¹⁰ Chiquiar, Noriega, and Ramos-Francia (2010) conclude that inflation in Mexico behaved as a nonstationary I(1) process from 1995 to 2000 and switched to a stationary I(0) process around the end of 2000 or at the beginning of 2001; Noriega, Capistrán, and Ramos-Francia (2013) suggest that inflation behaved as a nonstationary I(1) process from 1981:12 to 2002:08, and as a stationary I(0) process from 1961:04 to 1981:11 and from 2002:09 to 2008:04.

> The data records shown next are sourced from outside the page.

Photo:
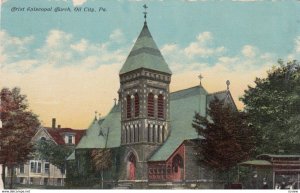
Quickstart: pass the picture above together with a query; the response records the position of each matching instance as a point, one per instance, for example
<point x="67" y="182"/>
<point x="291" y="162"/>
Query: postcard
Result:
<point x="136" y="94"/>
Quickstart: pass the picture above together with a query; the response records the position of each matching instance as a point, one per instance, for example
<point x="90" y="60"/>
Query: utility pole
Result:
<point x="1" y="168"/>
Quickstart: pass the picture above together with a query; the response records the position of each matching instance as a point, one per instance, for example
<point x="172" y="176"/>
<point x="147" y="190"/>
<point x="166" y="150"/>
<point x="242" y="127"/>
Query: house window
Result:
<point x="45" y="181"/>
<point x="22" y="169"/>
<point x="136" y="105"/>
<point x="59" y="181"/>
<point x="150" y="105"/>
<point x="128" y="108"/>
<point x="160" y="106"/>
<point x="22" y="180"/>
<point x="46" y="168"/>
<point x="35" y="166"/>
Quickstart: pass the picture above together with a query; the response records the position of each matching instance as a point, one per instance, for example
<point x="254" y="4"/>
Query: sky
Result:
<point x="67" y="62"/>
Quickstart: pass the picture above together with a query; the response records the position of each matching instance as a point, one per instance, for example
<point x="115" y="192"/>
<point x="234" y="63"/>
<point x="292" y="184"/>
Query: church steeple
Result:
<point x="145" y="100"/>
<point x="145" y="54"/>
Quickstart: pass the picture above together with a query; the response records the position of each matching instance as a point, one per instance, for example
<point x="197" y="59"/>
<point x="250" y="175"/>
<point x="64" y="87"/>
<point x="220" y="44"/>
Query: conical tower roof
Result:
<point x="145" y="54"/>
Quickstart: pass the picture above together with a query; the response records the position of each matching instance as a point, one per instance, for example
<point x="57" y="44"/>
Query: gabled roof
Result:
<point x="183" y="106"/>
<point x="57" y="134"/>
<point x="145" y="54"/>
<point x="221" y="95"/>
<point x="96" y="134"/>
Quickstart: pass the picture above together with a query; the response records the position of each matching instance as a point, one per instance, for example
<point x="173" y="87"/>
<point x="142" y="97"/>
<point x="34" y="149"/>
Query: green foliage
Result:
<point x="101" y="159"/>
<point x="273" y="106"/>
<point x="19" y="126"/>
<point x="228" y="139"/>
<point x="55" y="154"/>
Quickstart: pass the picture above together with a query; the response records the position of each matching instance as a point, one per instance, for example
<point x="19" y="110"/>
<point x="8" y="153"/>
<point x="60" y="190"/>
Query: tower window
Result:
<point x="128" y="107"/>
<point x="150" y="105"/>
<point x="136" y="105"/>
<point x="160" y="106"/>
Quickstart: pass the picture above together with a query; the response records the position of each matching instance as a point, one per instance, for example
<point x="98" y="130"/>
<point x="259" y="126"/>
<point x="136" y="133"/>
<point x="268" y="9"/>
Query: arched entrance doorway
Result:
<point x="131" y="167"/>
<point x="177" y="167"/>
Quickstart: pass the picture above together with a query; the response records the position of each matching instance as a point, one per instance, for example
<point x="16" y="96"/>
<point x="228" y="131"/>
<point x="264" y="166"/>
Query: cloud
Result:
<point x="117" y="36"/>
<point x="201" y="47"/>
<point x="13" y="48"/>
<point x="62" y="75"/>
<point x="80" y="46"/>
<point x="295" y="55"/>
<point x="249" y="51"/>
<point x="70" y="78"/>
<point x="241" y="68"/>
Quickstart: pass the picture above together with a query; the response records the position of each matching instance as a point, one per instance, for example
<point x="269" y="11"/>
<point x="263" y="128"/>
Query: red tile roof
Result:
<point x="58" y="134"/>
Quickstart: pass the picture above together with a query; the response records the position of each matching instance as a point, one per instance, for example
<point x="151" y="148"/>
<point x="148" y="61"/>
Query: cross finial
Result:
<point x="227" y="83"/>
<point x="145" y="12"/>
<point x="200" y="78"/>
<point x="96" y="118"/>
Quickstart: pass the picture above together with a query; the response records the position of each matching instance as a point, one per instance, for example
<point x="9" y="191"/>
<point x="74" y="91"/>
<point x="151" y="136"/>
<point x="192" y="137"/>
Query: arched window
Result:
<point x="136" y="105"/>
<point x="177" y="163"/>
<point x="160" y="106"/>
<point x="131" y="167"/>
<point x="128" y="107"/>
<point x="150" y="105"/>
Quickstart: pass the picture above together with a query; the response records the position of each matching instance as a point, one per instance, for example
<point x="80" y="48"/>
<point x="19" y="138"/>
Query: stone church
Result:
<point x="149" y="130"/>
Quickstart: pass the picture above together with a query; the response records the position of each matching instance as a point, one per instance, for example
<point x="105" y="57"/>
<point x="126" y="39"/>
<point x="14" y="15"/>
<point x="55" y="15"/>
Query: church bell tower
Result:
<point x="145" y="102"/>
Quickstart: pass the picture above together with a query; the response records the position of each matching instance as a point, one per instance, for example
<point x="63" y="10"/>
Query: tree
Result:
<point x="55" y="154"/>
<point x="101" y="160"/>
<point x="273" y="106"/>
<point x="19" y="126"/>
<point x="228" y="138"/>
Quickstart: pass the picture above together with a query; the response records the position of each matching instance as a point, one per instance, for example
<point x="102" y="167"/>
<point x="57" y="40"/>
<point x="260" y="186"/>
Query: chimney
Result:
<point x="53" y="123"/>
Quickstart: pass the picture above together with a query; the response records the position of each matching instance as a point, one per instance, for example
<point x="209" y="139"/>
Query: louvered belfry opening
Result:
<point x="136" y="105"/>
<point x="160" y="106"/>
<point x="150" y="105"/>
<point x="128" y="109"/>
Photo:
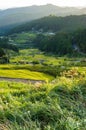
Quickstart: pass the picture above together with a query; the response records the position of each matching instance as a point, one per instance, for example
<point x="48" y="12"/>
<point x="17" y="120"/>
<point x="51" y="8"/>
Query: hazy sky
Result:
<point x="18" y="3"/>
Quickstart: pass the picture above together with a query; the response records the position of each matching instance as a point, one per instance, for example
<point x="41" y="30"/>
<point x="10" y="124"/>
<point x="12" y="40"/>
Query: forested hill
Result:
<point x="53" y="24"/>
<point x="19" y="15"/>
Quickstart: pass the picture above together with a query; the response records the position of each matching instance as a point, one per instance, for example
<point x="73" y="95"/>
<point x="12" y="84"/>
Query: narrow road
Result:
<point x="21" y="80"/>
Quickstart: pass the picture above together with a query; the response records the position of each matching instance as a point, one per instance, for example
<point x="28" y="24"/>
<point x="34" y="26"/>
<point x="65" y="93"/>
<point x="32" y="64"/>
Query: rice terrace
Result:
<point x="43" y="68"/>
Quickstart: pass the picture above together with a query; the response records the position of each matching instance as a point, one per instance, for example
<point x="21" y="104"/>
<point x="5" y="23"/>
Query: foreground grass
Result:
<point x="25" y="74"/>
<point x="59" y="105"/>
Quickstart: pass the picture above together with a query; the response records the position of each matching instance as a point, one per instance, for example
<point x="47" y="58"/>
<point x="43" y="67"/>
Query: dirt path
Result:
<point x="21" y="80"/>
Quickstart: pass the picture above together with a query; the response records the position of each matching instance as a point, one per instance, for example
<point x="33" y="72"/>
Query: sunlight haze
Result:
<point x="4" y="4"/>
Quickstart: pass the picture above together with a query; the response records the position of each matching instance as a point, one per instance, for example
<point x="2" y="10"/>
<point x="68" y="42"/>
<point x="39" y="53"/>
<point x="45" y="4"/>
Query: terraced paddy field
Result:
<point x="59" y="103"/>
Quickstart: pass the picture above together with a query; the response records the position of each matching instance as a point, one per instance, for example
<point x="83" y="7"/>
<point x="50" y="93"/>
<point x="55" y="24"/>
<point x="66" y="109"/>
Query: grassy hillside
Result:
<point x="57" y="105"/>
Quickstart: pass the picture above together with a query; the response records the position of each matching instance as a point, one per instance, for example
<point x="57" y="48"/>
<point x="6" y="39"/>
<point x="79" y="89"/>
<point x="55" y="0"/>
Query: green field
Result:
<point x="58" y="104"/>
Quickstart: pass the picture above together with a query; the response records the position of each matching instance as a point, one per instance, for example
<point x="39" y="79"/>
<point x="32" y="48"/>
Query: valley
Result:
<point x="43" y="74"/>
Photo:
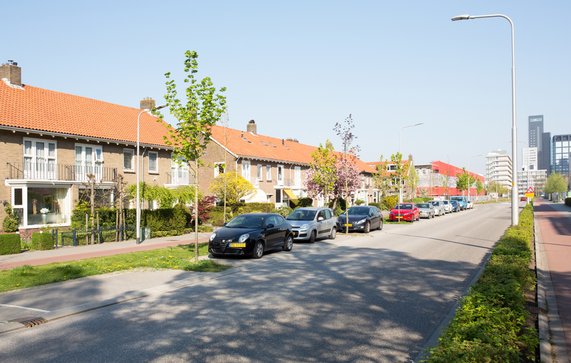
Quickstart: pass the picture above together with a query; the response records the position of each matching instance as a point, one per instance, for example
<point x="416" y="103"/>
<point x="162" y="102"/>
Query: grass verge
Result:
<point x="492" y="322"/>
<point x="178" y="258"/>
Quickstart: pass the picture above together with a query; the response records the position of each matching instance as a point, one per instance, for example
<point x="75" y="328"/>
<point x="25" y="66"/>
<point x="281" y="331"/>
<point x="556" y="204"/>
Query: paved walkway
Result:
<point x="553" y="234"/>
<point x="63" y="254"/>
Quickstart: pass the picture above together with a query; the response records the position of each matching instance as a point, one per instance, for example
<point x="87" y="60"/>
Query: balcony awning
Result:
<point x="290" y="194"/>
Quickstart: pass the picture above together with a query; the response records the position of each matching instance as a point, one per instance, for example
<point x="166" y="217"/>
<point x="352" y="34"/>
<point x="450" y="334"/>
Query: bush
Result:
<point x="42" y="241"/>
<point x="11" y="221"/>
<point x="490" y="325"/>
<point x="389" y="202"/>
<point x="10" y="244"/>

¹¹ When $0<d<1$, standard unit-root tests, which use $d=1$ under the null, may fail to detect mean reversion in the series and conclude that the series contains a unit root. Fractionally integrated processes are mean reverting, even when they are (weakly) nonstationary ($0.5<d<1$). This can be understood as a process whose failure to satisfy the weak stationarity definition is due to its second moment depending on time, but not its first moment. In other words, when $0.5<d<1$, although the process is no longer covariance stationary, the mean reversion property is maintained. This is in sharp contrast with I(1) process where neither stationarity nor mean reversion are maintained: see, inter alia, Gil-Alana (2000, 2008), Tkacz (2001), and Caporale and Gil-Alana (2002).

¹² This result also coincides with Chiquiar, Noriega, and Ramos-Francia (2010), who estimated that the change in persistence – from nonstationary to stationary – of headline inflation occurred before the observed change in core inflation (i.e. December 2000 compared to April 2001).

¹³ As can be seen from Table 1, the other three measures of inflation display a similar behaviour, with decreasing means during the stationary period. At the end of the sample, we estimate that the level of inflation for all series is within Banxico’s target range.

¹⁴ We found a fourth estimator: Haslett and Raftery (1989). Space-Time Modelling with Long-Memory Dependence: Assessing Ireland’s Wind Power Resource. Journal of the Royal Statistical Society, Series C (Applied Statistics), 38:1, 1–50. Unfortunately, this estimator is only valid for stationary processes ($d<0.5$).